So
@Kobold Avenger started an interesting thread about diversity in D&D--in fantasy worlds broadly, really--and the degree to which 'races' that are not humans ought to be more representative of IRL humankind than they tend to be. I wanted to reply to that thread with a long and pedantic post, but at about 5 pages in it meandered into a long comic tangent about Dwarven luchadors (you do you, folks) so I am starting a new thread instead. A brief recap of that OP (if it's not still on the front page):
There are some pretty obvious practical ways to handle diversity--inviting players to be co-creators of the setting and the peoples that live in it, imagining settings that are diverse to begin with, or, in an established setting, having generally modern sensibilities about ethnic difference--but the elephant in the room whenever this topic comes up is that elves, dwarves, and what have you are imaginary. Their differences are constructed from nothing but pop culture, and they can be recreated as symbols for anything a prospective DM, author, or screenwriter wants.
Any argument about what they are/should be in any particular setting is, ultimately, a
Thermian Argument or an ethics/politics argument. It's either:
- The tradition of description of elves in D&D (or other property) is that they are XYZ; elves need to have XYZ characteristic or they aren't really elves.
- Elves should inclusively represent diverse groups--thereby promoting equality/fairness--and should, therefore, be unbound by prior XYZ conventions.

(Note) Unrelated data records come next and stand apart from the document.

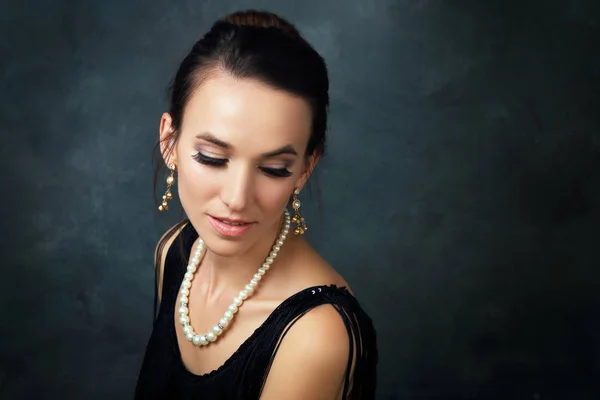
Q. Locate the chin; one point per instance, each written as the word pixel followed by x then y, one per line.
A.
pixel 224 246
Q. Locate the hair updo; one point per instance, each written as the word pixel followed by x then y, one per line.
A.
pixel 256 45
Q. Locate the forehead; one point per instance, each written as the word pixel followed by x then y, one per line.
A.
pixel 246 113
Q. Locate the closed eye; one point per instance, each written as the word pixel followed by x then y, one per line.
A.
pixel 276 172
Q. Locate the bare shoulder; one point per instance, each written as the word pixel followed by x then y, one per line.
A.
pixel 308 268
pixel 162 248
pixel 312 358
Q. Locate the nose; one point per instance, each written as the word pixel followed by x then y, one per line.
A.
pixel 236 191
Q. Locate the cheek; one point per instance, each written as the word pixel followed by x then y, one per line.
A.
pixel 273 194
pixel 196 183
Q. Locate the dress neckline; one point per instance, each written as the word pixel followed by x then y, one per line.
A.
pixel 189 236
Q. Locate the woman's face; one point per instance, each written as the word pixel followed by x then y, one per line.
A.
pixel 239 156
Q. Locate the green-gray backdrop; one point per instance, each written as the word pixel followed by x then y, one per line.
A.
pixel 460 196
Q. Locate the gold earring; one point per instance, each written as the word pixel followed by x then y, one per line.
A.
pixel 168 195
pixel 297 217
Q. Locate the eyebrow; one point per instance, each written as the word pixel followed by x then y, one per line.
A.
pixel 209 137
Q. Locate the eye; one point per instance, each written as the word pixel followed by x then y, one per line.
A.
pixel 214 162
pixel 276 172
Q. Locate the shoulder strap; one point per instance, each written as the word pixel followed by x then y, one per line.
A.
pixel 362 334
pixel 158 259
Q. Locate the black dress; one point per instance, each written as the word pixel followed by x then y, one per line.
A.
pixel 164 376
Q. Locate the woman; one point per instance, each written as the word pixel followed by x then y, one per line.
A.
pixel 248 309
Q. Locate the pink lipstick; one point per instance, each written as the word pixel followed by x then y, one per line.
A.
pixel 228 227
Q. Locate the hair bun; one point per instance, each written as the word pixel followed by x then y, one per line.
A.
pixel 261 19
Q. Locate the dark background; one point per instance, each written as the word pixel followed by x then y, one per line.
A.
pixel 460 195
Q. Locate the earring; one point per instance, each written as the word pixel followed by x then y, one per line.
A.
pixel 297 217
pixel 168 195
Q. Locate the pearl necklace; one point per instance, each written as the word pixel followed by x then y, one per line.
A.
pixel 213 334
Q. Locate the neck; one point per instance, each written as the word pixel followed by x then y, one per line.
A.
pixel 225 276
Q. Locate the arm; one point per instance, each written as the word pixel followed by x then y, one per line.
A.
pixel 312 359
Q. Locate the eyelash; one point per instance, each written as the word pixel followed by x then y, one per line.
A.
pixel 221 162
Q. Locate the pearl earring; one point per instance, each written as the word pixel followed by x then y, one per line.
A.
pixel 168 195
pixel 297 217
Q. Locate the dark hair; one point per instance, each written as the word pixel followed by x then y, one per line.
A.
pixel 257 45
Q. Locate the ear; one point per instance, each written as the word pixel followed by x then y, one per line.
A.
pixel 308 169
pixel 167 140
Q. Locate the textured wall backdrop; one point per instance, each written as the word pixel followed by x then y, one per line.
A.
pixel 460 197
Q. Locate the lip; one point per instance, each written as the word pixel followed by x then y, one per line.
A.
pixel 229 230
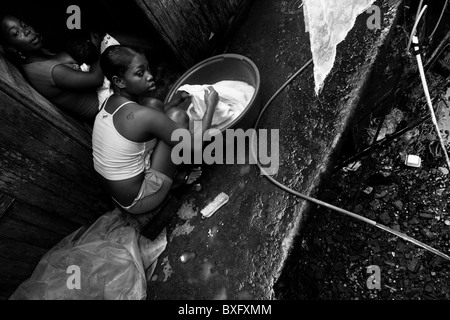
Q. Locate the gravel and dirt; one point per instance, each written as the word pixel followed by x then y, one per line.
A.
pixel 337 250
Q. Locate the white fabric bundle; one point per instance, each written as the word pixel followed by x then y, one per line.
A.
pixel 234 96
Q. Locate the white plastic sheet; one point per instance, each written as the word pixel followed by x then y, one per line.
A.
pixel 112 259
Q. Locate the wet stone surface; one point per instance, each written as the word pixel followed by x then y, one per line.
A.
pixel 241 250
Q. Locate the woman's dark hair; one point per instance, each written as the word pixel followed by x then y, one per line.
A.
pixel 116 60
pixel 80 47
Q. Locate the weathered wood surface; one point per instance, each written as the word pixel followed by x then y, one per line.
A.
pixel 48 187
pixel 191 28
pixel 13 84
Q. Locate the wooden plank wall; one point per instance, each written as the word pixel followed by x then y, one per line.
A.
pixel 193 28
pixel 48 188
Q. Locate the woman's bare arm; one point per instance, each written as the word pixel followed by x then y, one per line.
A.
pixel 71 79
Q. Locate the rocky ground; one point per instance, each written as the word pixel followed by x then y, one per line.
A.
pixel 337 249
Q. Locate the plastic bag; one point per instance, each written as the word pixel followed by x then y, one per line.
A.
pixel 110 256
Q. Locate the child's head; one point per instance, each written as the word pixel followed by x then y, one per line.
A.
pixel 81 48
pixel 128 70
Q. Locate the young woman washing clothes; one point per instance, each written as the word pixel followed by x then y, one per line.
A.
pixel 132 142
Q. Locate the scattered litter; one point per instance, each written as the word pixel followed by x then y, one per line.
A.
pixel 368 190
pixel 215 205
pixel 413 161
pixel 352 166
pixel 392 289
pixel 187 256
pixel 388 127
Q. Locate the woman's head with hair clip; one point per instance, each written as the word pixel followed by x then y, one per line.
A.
pixel 18 38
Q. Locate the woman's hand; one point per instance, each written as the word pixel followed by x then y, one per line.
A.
pixel 211 97
pixel 96 40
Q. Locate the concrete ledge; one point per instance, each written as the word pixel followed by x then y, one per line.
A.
pixel 242 249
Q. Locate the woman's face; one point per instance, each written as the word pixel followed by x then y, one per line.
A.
pixel 19 35
pixel 138 79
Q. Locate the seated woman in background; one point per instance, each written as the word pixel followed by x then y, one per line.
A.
pixel 132 142
pixel 53 75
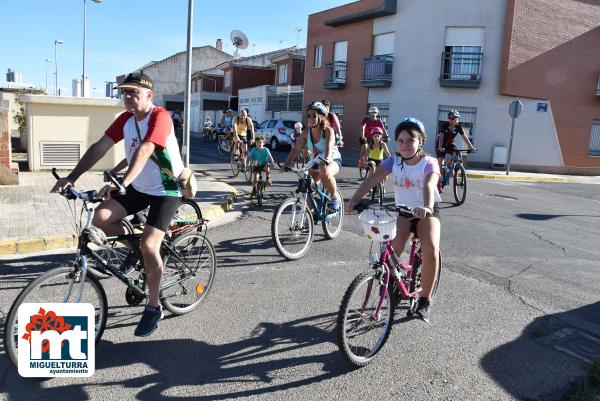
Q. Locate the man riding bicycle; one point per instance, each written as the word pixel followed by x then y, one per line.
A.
pixel 445 142
pixel 147 132
pixel 369 123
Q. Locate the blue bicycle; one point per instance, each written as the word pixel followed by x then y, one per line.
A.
pixel 292 227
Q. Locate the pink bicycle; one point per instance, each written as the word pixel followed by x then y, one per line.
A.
pixel 367 310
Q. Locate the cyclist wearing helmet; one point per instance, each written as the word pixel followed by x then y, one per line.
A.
pixel 415 176
pixel 446 136
pixel 334 122
pixel 319 138
pixel 370 122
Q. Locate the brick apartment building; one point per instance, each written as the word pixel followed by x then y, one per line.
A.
pixel 422 59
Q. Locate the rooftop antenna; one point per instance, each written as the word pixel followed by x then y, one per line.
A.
pixel 239 40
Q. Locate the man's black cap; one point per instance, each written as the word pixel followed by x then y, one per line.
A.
pixel 136 80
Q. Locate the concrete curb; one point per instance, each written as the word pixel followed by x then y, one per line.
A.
pixel 29 245
pixel 499 177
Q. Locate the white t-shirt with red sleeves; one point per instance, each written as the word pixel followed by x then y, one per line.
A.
pixel 409 181
pixel 156 127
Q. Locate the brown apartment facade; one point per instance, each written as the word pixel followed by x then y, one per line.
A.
pixel 423 58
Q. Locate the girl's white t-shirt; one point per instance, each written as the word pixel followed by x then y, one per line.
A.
pixel 409 181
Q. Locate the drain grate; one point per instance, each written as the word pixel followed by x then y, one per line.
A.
pixel 500 196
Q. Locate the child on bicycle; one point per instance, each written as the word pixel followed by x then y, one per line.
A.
pixel 415 177
pixel 377 150
pixel 260 157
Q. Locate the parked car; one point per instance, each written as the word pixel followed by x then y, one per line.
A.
pixel 277 132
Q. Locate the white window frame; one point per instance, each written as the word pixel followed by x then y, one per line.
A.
pixel 594 147
pixel 282 74
pixel 318 56
pixel 227 79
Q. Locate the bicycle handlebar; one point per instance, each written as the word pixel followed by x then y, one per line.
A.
pixel 108 177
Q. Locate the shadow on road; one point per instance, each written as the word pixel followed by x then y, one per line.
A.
pixel 543 217
pixel 532 367
pixel 274 358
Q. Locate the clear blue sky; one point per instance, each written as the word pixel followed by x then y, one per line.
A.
pixel 123 35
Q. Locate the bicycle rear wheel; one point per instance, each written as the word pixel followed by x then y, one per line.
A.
pixel 60 285
pixel 189 275
pixel 332 224
pixel 361 334
pixel 459 185
pixel 292 236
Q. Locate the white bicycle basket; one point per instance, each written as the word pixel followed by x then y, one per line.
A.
pixel 378 225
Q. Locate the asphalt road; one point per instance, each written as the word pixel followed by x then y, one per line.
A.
pixel 519 282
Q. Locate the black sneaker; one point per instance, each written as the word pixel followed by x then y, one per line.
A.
pixel 130 263
pixel 149 321
pixel 424 309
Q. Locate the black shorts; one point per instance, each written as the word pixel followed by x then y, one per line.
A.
pixel 258 169
pixel 162 208
pixel 365 141
pixel 414 222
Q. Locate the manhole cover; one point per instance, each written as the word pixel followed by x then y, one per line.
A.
pixel 500 196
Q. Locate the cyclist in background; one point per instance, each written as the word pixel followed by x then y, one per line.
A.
pixel 377 151
pixel 415 177
pixel 260 157
pixel 242 124
pixel 369 122
pixel 445 140
pixel 334 122
pixel 319 138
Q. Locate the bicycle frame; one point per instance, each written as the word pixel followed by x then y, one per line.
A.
pixel 388 262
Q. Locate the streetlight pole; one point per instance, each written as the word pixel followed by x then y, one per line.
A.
pixel 84 29
pixel 47 61
pixel 56 42
pixel 188 86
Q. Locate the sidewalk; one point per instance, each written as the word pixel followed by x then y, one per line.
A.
pixel 34 220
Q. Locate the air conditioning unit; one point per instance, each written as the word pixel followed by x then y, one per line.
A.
pixel 499 157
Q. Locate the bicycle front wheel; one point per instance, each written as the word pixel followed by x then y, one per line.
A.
pixel 459 186
pixel 332 224
pixel 187 213
pixel 362 333
pixel 189 274
pixel 60 285
pixel 292 232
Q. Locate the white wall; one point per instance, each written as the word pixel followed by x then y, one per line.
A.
pixel 419 28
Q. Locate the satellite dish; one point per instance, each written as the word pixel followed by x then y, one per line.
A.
pixel 239 40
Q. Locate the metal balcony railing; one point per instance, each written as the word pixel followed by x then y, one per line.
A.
pixel 335 75
pixel 461 70
pixel 377 71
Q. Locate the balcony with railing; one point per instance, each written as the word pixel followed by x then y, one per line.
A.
pixel 461 70
pixel 377 71
pixel 335 75
pixel 285 98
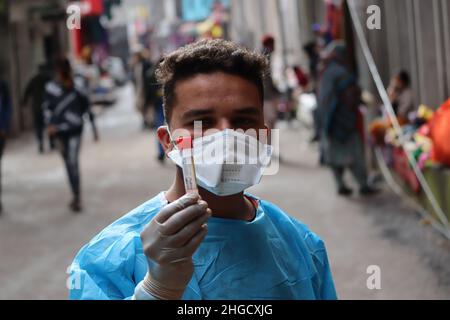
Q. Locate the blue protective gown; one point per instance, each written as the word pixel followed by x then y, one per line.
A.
pixel 273 257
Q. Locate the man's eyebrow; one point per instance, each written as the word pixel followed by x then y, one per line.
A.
pixel 249 111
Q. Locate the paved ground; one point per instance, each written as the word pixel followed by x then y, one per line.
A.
pixel 39 236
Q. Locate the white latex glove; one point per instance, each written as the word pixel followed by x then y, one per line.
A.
pixel 169 241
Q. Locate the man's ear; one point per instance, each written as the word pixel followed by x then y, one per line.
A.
pixel 164 138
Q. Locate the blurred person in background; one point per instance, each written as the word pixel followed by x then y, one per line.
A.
pixel 271 92
pixel 35 91
pixel 339 102
pixel 143 69
pixel 5 118
pixel 155 97
pixel 312 51
pixel 65 105
pixel 217 242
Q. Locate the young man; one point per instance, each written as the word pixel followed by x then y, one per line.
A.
pixel 222 243
pixel 65 105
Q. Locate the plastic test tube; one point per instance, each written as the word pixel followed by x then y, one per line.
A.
pixel 184 144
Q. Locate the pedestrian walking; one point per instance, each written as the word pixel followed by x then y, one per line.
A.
pixel 65 105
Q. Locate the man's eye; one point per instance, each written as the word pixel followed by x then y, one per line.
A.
pixel 204 121
pixel 244 122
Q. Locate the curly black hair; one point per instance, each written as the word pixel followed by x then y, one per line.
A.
pixel 206 57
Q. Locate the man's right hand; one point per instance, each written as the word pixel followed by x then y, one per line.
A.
pixel 169 241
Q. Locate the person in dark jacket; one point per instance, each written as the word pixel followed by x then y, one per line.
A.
pixel 5 118
pixel 65 107
pixel 35 91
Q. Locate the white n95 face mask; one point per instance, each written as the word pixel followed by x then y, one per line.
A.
pixel 227 162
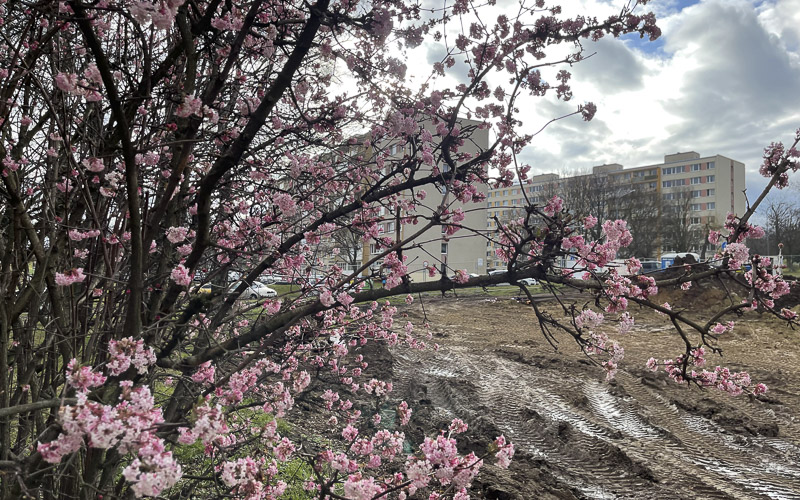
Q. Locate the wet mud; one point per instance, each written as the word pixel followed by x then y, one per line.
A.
pixel 641 436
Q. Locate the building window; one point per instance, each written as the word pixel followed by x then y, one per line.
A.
pixel 673 170
pixel 676 182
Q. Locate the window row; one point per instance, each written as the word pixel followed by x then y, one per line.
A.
pixel 686 182
pixel 695 167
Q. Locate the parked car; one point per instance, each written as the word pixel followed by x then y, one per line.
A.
pixel 499 271
pixel 649 266
pixel 256 290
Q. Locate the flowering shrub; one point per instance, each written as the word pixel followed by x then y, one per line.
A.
pixel 152 144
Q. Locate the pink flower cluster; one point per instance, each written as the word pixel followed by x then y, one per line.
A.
pixel 180 275
pixel 72 276
pixel 130 425
pixel 82 377
pixel 127 352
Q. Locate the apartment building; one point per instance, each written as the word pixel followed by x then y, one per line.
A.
pixel 699 190
pixel 461 250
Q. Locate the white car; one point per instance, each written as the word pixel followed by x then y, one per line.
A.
pixel 256 290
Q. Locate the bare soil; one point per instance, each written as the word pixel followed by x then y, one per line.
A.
pixel 641 436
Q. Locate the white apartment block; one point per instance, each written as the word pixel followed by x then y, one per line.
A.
pixel 464 249
pixel 708 187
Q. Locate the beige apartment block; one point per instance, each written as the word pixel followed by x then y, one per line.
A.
pixel 465 249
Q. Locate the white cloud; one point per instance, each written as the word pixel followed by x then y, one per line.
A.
pixel 723 80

This seems to me to be kind of silly. Why do we have an emotional stake in peoples that are imaginary? To the extent that we invent fantastical creatures to inhabit fantastical worlds, why do we need to police our tropes or replicate our historical baggage in microcosm? Either elves, symbolically, are just people (who arbitrarily live 1000 years), and there's no particularly compelling reason that they shouldn't look like anything that people look like. Or--alternately--elves are not symbolic of people, in which case they look like a specific thing that is
purposively orthogonal to people and has no relevance to contemporary concerns.
Consider, for example, how little it matters what color the fur of a Tabaxi is. Tabaxi are about as anthropomorphic as it gets, but our diversity concerns are basically irrelevant to them. Consider also dragonborn, yuan-ti, hobgoblins, loxodons, and so on.
So, my thinking is that, unless elves, dwarves, halflings, and gnomes are different enough from humans that we don't care about their race-politics, they are symbolically just
lumpy humans. And lumpy humans don't need a different color scheme. Moreover, we should be honest with ourselves that lumpy humans don't really add much to D&D/fantasy fiction beyond just... humans.
...FYI, my elves have four arms and camouflage patterned skin--they are a back-to-nature luddite sect of space aliens that used crystal tech to engineer themselves for arboreal fitness.